Final answer:
To neutralize 65.0 mL of 0.0400 M HCl, 68.4 mL of 0.0190 M Sr(OH)2 is required. This is calculated using stoichiometry, by first determining the number of moles of HCl and then finding the corresponding volume of Sr(OH)2 needed.
Step-by-step explanation:
The question involves a stoichiometry calculation within the subject of Chemistry to determine the volume of a strontium hydroxide, Sr(OH)2, solution needed to neutralize hydrochloric acid, HCl.
The balanced equation for the reaction is:
- Sr(OH)2 + 2HCl → SrCl2 + 2H2O
From the stoichiometry of the reaction, we see that one mole of Sr(OH)2 neutralizes two moles of HCl.
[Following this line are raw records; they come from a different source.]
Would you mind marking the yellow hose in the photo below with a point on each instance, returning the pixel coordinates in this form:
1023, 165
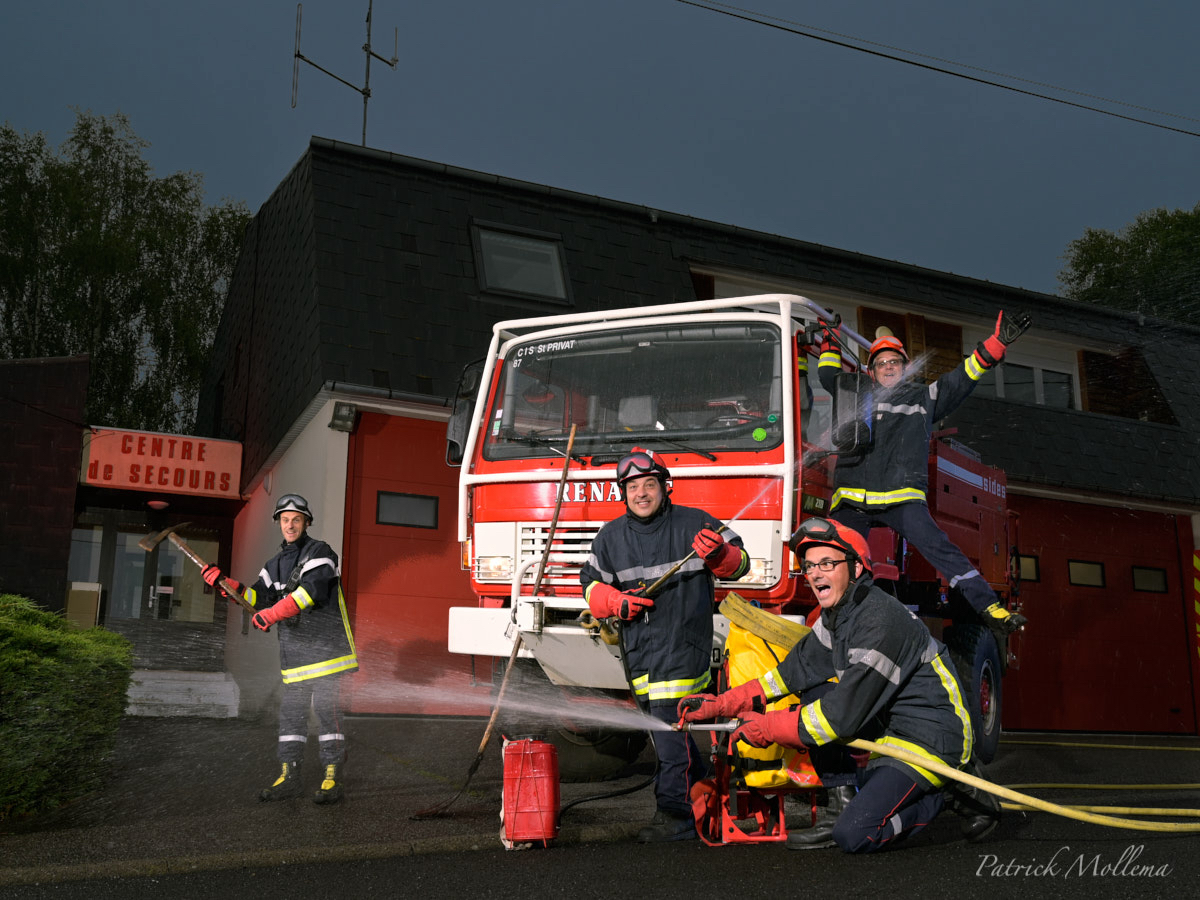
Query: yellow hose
1047, 785
1097, 747
1117, 810
1020, 798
To find the volume of Sr(OH)2 needed, we use the following steps:
- Calculate the number of moles of HCl: mol HCl = 0.0400 M * 0.065 L = 0.0026 mol
- Use the stoichiometry to find the moles of Sr(OH)2: mol Sr(OH)2 = 0.5 * mol HCl = 0.0013 mol
- Calculate the volume of Sr(OH)2: Volume = mol Sr(OH)2 / Molarity Sr(OH)2 = 0.0013 mol / 0.0190 M = 0.0684 L = 68.4 mL
Thus, 68.4 mL of 0.0190 M Sr(OH)2 would be required to neutralize 65.0 mL of 0.0400 M HCl.